A Glorious Feast

Feast Night has resumed now that I’m back and at it in the kitchen. Yesterday, my sister and I cooked up a phenomenal spread and enjoyed it out on our back patio. It was a gorgeous, warm, sunny day – perfect for an outdoor dinner.

The whole meal actually didn’t take a whole lot of time to prepare. We started with the dessert – made it first in the morning, right after breakfast, which took maybe 45 minutes to whip up. It tasted like it took days, though! SO yummy!! It needed time to chill and firm up in the refrigerator, though, so we got it done first thing.
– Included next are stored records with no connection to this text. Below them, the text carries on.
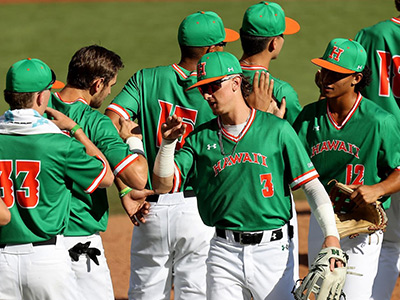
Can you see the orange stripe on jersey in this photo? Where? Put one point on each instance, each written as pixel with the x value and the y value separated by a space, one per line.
pixel 123 164
pixel 349 115
pixel 243 132
pixel 253 67
pixel 119 110
pixel 304 178
pixel 95 183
It was a Raw Mango Lime Cheesecake with a coconut almond crust. I got the recipe from a cookbook called Everyday Raw Desserts by Matthew Kenney. I couldn’t find raw cashews OR raw macadamia nuts in any of the local grocery stores, so instead of trekking all the way out to Whole Foods in Oakville, I opted to swap almonds for the macadamia nuts in the crust and brazil nuts for the cashews in the filling. It turned out really well – super creamy and luscious!

I seriously LOVE raw desserts, and they’re actually, for the most part, super simple and quick to make. Not to mention, they’re full of delicious, healthy nutrients – great fats, fresh fruit and tasty yummy goodness! It was the perfect end to our meal, which was also absolutely sensational…

For the main, we made Millet Black Bean Patties (recipe from Clean Food, by Terry Walters), topped with fresh Avocado-Tomato Salsa (recipe from the Rebar Modern Food Cookbook).


They were heavenly! Crunchy on the outside, and creamy and decadent on the inside. The salsa was super easy, and fantastically fresh and delicious. We made it with heirloom and yellow cherry tomatoes, so it was gorgeous and vibrant!

As a side, we threw together a simple, Raw Kale Slaw from the Moosewood Restaurant Cooking for Health Cookbook.

It was really flavourful and colourful, and the addition of shredded apple gave it a lovely sweetness that counter-balanced with the bitterness of the kale very nicely! I really enjoyed it, and think it would be even tastier as leftovers, after the flavours of the dish have had some time to mingle. Unlike most lettuces, kale is a good one to let marinade in it’s dressing, because it will soften up just a little and lose it’s bitterness. And it holds up and stays crisp, because it’s such a hearty veg.

We drank sparkling pink lemonade, and it was the perfect accompaniment to our wonderful feast.

The whole thing was absolute perfection!